As a lifetime member of the Libertarian Party (I’m also a member of the Boston Tea Party and At-Large Rep. to the BTP National Committee), I took advantage of attending the LP Platform Committee meeting in Las Vegas (December 12-13, 2009). I’m sure some members of the LPPC will disagree with me on this, but my take on the meeting was a group of people making petty arguments over trivial wording. Don’t get me wrong, I understand that words have meanings, but I believe a simpler platform would be more appropriate.
Take for example the one sentence platform of the Boston Tea Party, “The Boston Tea Party supports reducing the size, scope and power of government at all levels and on all issues, and opposes increasing the size, scope and power of government at any level, for any purpose.”
The Platform Committee has approved 24 recommendations that will be presented at the 2010 National Convention and recently sent a survey to LP members asking for feedback on the proposals. Jennifer Lokken said, “that is something Republican and Democrats do at their conventions and that is worry about wording and other such non-sense. We really need to realize as libertarians that we don’t need to run ourselves and have our platform be just like GOP or the DNC.” Some of the proposals are “good”, but none stay true to the “Dallas Accord”, which many Libertarians no longer support.
LPedia explains, “The Dallas Accord was a compromise between moderates and radicals at the 1974 Libertarian National Convention.
The result was that the 1974 Libertarian Party Platform was not to state explicitly whether or not the state was recognized as legitimately existing. The intent of the compromise was to make the Libertarian Party a suitable home for both minarchists (i.e. libertarians who advocate a small but existing government, or what Robert Nozick would call the “night-watchman state”) and anarcho-capitalists (i.e. libertarians who believe the free market can effectively replace all government functions).
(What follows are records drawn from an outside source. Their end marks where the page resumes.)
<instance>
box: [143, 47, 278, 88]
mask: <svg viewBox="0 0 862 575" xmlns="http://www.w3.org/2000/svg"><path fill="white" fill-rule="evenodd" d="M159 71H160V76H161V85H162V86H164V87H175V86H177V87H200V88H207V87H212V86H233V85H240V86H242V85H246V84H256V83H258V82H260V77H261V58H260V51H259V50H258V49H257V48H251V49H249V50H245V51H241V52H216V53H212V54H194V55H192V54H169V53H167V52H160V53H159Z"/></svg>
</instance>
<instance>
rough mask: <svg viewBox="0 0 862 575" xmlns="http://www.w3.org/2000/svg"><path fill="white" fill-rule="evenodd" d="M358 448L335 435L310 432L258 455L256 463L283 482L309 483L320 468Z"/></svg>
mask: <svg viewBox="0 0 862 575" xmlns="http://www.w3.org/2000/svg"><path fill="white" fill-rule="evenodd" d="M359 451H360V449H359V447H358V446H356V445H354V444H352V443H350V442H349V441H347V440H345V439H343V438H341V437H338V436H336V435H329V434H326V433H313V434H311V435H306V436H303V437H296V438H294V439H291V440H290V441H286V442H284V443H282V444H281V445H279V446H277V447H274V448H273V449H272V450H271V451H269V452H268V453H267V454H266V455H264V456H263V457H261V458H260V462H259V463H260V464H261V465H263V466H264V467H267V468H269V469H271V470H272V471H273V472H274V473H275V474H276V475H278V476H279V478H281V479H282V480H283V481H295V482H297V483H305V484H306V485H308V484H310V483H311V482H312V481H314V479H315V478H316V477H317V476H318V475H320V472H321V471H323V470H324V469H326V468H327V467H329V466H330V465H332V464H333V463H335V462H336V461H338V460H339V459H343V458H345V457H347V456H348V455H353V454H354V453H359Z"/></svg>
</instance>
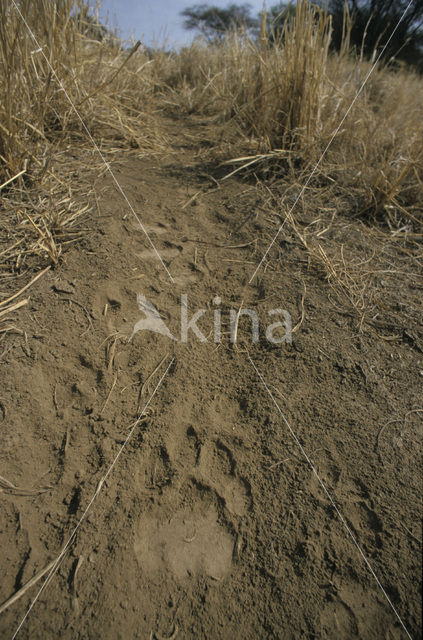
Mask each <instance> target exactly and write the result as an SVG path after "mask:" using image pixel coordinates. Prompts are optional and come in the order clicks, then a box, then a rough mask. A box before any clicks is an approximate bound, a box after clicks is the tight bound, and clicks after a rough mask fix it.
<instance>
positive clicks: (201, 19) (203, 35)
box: [181, 4, 258, 41]
mask: <svg viewBox="0 0 423 640" xmlns="http://www.w3.org/2000/svg"><path fill="white" fill-rule="evenodd" d="M181 15H182V16H183V17H184V18H185V21H184V27H185V28H186V29H192V30H195V31H198V32H199V33H200V34H201V35H202V36H203V37H204V38H205V39H206V40H208V41H215V40H220V39H222V38H223V37H224V35H225V33H227V32H228V31H230V30H232V29H255V28H257V24H258V23H257V18H253V17H252V16H251V7H250V5H249V4H242V5H237V4H230V5H228V6H227V7H226V9H222V8H220V7H215V6H210V5H207V4H196V5H194V6H192V7H188V8H187V9H185V10H184V11H182V13H181Z"/></svg>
In other words, the Libertarian Party was to serve as a “big tent” party wherein both radical and moderate libertarians could work together to further their shared goal of decreasing the size, cost, and scope of government.
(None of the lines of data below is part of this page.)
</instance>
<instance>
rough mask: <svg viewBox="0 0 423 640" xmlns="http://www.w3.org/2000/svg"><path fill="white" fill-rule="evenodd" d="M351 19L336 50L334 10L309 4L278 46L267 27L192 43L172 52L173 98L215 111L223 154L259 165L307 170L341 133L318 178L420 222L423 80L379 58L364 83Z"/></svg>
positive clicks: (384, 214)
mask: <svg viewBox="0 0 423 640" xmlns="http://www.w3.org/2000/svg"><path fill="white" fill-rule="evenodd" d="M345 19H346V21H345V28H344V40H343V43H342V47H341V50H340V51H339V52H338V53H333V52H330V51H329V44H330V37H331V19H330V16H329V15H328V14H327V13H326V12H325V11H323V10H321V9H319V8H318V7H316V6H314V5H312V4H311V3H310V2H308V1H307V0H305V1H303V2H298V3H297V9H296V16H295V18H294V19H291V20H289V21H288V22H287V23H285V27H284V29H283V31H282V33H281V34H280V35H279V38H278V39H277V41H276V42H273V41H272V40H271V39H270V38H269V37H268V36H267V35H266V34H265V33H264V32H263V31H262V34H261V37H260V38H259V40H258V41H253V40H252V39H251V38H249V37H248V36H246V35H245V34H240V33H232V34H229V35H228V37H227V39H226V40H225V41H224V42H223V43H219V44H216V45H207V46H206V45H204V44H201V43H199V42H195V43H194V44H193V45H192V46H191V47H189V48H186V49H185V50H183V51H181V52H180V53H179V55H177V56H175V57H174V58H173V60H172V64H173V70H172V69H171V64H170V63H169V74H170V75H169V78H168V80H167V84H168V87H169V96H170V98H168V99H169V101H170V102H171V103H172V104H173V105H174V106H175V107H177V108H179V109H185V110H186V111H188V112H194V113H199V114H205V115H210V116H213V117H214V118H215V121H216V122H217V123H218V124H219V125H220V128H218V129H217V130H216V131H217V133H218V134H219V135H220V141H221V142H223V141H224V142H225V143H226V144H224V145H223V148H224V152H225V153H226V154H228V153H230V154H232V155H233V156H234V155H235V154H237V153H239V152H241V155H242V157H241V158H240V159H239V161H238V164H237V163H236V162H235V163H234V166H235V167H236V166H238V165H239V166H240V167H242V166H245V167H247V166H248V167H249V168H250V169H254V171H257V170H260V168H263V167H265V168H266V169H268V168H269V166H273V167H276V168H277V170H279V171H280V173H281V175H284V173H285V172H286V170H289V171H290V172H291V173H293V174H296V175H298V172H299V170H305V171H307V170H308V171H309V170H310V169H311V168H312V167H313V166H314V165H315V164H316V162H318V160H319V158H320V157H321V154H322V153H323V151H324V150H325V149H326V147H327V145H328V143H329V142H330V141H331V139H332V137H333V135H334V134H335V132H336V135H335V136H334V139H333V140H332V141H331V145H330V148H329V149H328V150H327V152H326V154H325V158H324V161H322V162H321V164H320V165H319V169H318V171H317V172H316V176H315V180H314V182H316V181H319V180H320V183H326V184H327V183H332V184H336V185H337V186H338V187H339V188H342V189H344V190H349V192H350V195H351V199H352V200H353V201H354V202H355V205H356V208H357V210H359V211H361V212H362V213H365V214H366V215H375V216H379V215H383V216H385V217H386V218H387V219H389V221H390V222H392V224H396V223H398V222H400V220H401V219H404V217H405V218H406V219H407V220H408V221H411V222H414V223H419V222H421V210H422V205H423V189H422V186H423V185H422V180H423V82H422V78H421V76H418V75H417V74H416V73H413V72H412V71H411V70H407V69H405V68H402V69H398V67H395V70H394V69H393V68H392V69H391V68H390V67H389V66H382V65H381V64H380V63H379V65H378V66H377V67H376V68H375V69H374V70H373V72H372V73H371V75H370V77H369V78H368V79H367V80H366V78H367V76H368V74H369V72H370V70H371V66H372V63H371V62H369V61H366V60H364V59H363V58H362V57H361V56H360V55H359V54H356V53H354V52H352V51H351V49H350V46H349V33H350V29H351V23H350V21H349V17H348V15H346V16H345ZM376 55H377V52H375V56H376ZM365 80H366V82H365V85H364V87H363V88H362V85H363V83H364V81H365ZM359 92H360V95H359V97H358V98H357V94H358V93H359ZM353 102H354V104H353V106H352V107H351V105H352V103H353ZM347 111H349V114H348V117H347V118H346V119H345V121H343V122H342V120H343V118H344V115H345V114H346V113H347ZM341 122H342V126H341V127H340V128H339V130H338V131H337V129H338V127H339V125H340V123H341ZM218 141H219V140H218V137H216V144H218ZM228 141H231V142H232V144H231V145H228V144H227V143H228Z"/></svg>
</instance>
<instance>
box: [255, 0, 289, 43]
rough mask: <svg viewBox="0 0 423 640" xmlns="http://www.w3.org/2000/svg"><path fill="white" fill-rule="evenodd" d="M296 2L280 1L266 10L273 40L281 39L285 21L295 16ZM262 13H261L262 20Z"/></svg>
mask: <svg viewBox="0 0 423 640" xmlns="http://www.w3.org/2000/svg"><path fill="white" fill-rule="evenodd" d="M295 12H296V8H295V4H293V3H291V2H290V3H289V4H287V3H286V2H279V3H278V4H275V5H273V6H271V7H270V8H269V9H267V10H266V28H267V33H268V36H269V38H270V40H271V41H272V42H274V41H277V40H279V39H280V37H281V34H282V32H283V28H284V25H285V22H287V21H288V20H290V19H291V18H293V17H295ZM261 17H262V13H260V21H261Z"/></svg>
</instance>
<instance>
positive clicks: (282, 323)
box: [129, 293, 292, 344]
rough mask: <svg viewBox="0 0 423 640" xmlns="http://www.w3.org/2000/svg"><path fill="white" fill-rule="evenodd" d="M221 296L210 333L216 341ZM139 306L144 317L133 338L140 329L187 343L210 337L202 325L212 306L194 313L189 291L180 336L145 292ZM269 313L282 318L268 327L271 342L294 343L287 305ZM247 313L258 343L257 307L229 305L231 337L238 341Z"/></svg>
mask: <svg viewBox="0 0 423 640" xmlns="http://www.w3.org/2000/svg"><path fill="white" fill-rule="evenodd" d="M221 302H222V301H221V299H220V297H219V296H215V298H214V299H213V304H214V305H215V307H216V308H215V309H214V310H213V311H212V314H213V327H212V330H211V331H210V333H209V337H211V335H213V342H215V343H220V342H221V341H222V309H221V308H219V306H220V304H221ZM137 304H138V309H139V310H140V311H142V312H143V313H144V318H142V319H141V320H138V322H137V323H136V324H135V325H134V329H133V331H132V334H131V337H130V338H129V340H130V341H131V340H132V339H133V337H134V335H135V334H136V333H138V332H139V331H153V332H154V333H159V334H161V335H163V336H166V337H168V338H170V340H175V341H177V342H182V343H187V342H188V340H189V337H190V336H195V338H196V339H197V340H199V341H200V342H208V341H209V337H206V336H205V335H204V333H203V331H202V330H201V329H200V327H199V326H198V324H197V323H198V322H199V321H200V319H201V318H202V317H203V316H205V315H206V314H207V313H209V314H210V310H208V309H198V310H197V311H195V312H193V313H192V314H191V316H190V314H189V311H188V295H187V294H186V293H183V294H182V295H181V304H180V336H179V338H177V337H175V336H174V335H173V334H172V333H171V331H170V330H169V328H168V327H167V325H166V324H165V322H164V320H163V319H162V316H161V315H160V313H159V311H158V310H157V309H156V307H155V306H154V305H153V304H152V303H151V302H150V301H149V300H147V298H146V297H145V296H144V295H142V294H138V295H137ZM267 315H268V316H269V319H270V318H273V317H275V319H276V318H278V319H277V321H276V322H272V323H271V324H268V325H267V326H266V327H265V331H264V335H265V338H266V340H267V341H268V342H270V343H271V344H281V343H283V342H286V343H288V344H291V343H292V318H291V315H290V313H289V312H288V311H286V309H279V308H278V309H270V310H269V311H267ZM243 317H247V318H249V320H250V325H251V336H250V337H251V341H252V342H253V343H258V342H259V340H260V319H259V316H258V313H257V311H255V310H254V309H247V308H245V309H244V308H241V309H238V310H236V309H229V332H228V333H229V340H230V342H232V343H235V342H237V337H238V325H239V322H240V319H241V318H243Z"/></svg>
Full adherence to this compromise lasted for decades, ending in Portland in 2006 with the inclusion of the following language: “Government exists to protect the rights of every individual including life, liberty and property.” This alteration was mostly the result of the efforts of the Libertarian Reform Caucus, an organization which also cut the length of the platform down to one-eighth the length it was in 2004. “
Tom Knapp wrote on Rational Review, “The Dallas Accord seems to be lost in the fog of history. I don’t know the names of the principals who hammered it out, or in what official manner it might have been endorsed, but it came down to an agreement that anarchists and minarchists would set aside their fundamental disagreement over the legitimacy of government per se. While working for more freedom and less government, the Party would, in its official operations, make no comment on the ultimate question of whether government should be dispensed with entirely or kept alive, albeit as a shadow of its former self…
The Libertarian Party should become an open organization, not only representing, but welcoming, all people who want less government and more freedom.
That means doing away with the “membership certification,” a pledge with which I, as an anarchist, am comfortable, but which non-anarchists must be kept in the dark about or fudge on in order to become signatory to it: “Members of the Party shall be those persons who have certified in writing that they oppose the initiation of force to achieve political or social goals.” (Bylaws of the Libertarian Party, Article 7, Section 1)”
I plan on attending the 2010 LP National Convention and will propose replacing the entire platform with the following, “Libertarians believe that no one has the right, under any circumstances, to initiate force against another human being for any reason whatever; nor advocate the initiation of force, or delegate it to anyone else. And that whenever any Form of Government becomes destructive to individual liberty, it is the Right of the People to alter or to abolish it.”
I’m not going to pretend that I expect this proposal to pass, but I do believe that this short two sentence platform will stay true to the “Dallas Accord” and open the “doors” to the “big tent” that so many members of the “Reform Caucus” are wanting open.